The speech changes with Saddam. Provided they are capable, the Americans should see to it that the Tyrant is arrested and duly prosecuted. He, Saddam, deserves an authentic trial, not along the lines of Nuremberg: a fair trial, from which we, presumptuous Westerners, could draw an important lesson. On what colonialism has been, on the importance of the religious vector in secular Iraq, on the authentic spring that urges the so-called nationalism of pride, intimately connected with the so-called Arab Awakening, which combines the fanatical hatred of Osama with the legitimate desire of redemption of the Arab masses. These exist and continuing to neglect their moods could mean laying the foundations for a devastating new Middle Eastern war. Because the point is this: for us Westerners that of Palestine is an age-old geopolitical problem to be solved in the best possible way. That is to say, displeasing both the Israelis and the Palestinians (“Peace has a price”, Ytzaak Rabin never tired of repeating). But for the Arab masses, the Palestinian problem must be seen in ethical terms. Let me be clear: one thing is the top relations of the so-called Palestinian Authority with the various Arab regimes, one thing is the intimate, I would say sacred, relationship of any little Arab with the idea of ​​Palestine-Nation. Saddam, a skilful unscrupulous politician, had an ambiguous relationship with the Palestinians, paying more attention to ‘compromising’ Arafat than to really helping him.

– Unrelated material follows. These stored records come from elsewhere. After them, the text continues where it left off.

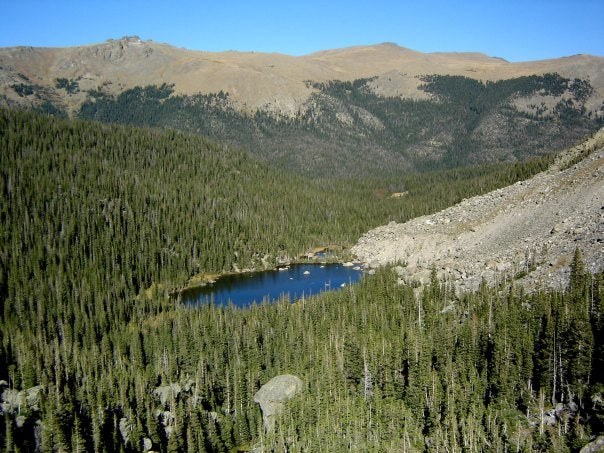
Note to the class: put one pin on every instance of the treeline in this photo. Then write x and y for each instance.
(345, 126)
(384, 370)
(101, 222)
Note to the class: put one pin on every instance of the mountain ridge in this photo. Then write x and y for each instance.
(256, 80)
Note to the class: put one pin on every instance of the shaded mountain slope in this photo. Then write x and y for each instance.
(528, 230)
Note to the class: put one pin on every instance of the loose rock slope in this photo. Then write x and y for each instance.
(527, 231)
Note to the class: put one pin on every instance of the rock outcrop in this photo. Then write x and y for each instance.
(527, 231)
(596, 446)
(273, 395)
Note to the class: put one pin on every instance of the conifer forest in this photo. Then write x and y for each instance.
(102, 224)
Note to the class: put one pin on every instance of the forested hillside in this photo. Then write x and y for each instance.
(348, 129)
(101, 222)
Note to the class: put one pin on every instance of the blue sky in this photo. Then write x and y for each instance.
(517, 30)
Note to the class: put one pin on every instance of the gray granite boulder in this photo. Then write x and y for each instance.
(273, 395)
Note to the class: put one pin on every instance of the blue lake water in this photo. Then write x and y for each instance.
(300, 280)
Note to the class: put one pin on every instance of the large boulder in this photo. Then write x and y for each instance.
(595, 446)
(273, 395)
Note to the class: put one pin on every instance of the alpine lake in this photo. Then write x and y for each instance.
(293, 282)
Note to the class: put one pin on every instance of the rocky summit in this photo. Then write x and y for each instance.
(527, 231)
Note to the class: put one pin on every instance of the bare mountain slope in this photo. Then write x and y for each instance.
(272, 82)
(528, 230)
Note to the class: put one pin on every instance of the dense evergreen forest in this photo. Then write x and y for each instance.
(101, 222)
(348, 129)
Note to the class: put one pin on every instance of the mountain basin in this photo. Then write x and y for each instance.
(295, 282)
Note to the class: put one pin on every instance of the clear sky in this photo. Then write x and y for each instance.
(517, 30)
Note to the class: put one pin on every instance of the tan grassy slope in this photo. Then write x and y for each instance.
(260, 80)
(528, 231)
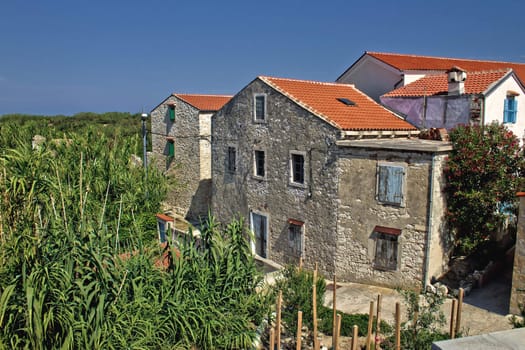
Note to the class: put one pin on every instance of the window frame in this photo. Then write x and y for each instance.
(510, 109)
(292, 169)
(296, 237)
(231, 164)
(256, 165)
(171, 112)
(387, 248)
(385, 193)
(256, 117)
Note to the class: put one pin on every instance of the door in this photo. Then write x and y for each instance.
(260, 231)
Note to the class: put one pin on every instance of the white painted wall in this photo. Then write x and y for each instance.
(494, 104)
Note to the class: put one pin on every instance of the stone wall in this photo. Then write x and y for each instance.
(188, 193)
(517, 294)
(360, 212)
(287, 128)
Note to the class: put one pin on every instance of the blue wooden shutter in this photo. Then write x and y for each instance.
(390, 184)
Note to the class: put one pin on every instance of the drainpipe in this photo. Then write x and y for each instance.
(429, 224)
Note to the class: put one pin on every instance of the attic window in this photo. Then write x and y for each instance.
(346, 101)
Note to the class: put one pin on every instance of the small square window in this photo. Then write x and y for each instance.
(232, 159)
(260, 107)
(510, 109)
(295, 236)
(390, 182)
(259, 163)
(297, 168)
(171, 148)
(386, 254)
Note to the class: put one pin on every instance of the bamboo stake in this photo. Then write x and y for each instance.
(453, 319)
(314, 309)
(278, 322)
(460, 307)
(334, 316)
(272, 339)
(370, 322)
(354, 338)
(378, 323)
(299, 329)
(337, 333)
(398, 327)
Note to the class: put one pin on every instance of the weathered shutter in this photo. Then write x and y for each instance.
(390, 185)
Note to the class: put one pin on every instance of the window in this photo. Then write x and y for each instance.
(171, 111)
(390, 179)
(510, 109)
(171, 148)
(259, 166)
(295, 236)
(260, 107)
(232, 159)
(297, 168)
(386, 248)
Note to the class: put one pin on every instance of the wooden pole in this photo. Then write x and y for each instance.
(398, 327)
(453, 319)
(334, 316)
(299, 329)
(272, 339)
(314, 308)
(460, 307)
(378, 324)
(278, 322)
(337, 330)
(370, 322)
(355, 333)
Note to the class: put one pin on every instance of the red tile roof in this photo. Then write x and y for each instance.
(476, 82)
(415, 62)
(322, 100)
(205, 102)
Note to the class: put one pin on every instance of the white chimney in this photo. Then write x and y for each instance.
(456, 81)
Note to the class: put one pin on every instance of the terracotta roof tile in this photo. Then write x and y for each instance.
(322, 99)
(476, 82)
(416, 62)
(205, 102)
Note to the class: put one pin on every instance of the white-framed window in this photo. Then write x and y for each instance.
(510, 109)
(259, 107)
(390, 184)
(297, 168)
(386, 248)
(231, 159)
(259, 163)
(296, 237)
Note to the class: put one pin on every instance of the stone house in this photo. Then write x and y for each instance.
(181, 146)
(457, 97)
(323, 173)
(376, 73)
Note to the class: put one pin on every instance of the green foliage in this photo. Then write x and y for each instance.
(78, 265)
(420, 335)
(296, 285)
(483, 173)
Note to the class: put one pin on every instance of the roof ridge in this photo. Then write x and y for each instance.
(441, 58)
(204, 95)
(264, 77)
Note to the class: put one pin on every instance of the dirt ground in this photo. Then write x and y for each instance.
(484, 310)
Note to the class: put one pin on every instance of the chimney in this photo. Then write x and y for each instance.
(456, 81)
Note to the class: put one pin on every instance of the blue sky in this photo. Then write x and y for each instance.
(69, 56)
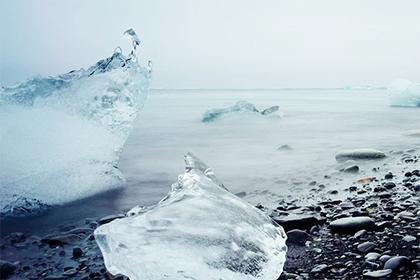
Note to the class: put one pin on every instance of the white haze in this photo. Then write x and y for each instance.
(219, 44)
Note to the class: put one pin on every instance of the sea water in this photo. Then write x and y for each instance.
(244, 150)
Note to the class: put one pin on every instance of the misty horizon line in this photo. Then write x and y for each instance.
(271, 88)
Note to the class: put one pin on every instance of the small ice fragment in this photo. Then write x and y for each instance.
(239, 107)
(135, 41)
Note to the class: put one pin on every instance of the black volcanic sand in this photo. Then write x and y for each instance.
(318, 248)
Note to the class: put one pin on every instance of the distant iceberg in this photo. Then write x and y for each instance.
(198, 231)
(60, 137)
(404, 93)
(241, 107)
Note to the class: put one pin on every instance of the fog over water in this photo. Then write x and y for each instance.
(219, 44)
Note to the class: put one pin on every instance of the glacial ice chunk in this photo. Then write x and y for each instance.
(60, 137)
(198, 231)
(404, 93)
(240, 107)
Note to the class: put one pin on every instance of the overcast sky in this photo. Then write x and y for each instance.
(219, 44)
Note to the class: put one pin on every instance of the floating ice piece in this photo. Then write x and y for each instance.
(413, 133)
(359, 154)
(239, 107)
(135, 41)
(404, 93)
(60, 137)
(198, 231)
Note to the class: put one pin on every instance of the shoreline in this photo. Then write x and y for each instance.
(391, 201)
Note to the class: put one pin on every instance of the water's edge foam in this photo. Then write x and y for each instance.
(61, 137)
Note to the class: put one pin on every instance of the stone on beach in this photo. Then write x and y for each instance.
(359, 154)
(351, 225)
(378, 273)
(297, 222)
(198, 229)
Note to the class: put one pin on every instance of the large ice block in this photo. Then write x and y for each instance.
(198, 231)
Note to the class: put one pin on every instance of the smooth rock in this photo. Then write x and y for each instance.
(296, 222)
(409, 238)
(297, 237)
(397, 262)
(371, 257)
(359, 154)
(351, 225)
(319, 268)
(77, 252)
(378, 273)
(389, 185)
(6, 269)
(352, 169)
(366, 247)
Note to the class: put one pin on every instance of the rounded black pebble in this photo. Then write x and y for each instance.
(77, 252)
(397, 262)
(6, 269)
(389, 185)
(389, 175)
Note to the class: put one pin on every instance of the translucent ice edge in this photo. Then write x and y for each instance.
(404, 93)
(241, 107)
(60, 137)
(198, 231)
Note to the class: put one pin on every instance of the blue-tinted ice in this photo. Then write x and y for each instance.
(60, 137)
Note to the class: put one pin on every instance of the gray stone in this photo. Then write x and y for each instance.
(366, 247)
(352, 169)
(6, 269)
(371, 257)
(319, 268)
(378, 273)
(395, 263)
(297, 237)
(409, 238)
(351, 225)
(359, 154)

As a skilled politician, he managed to ride the Palestinian steed by linking his withdrawal from Kuwait to the Palestine problem. The fruitful Madrid Conference of 1991, which was followed by the Oslo accords, is ultimately due to his ‘provocation’. Ten and more years later Desert storm, the Palestinian problem continues to rot, while, not without difficulty, attempts are made to redesign, or rather to paint with new colors, the Middle Eastern map.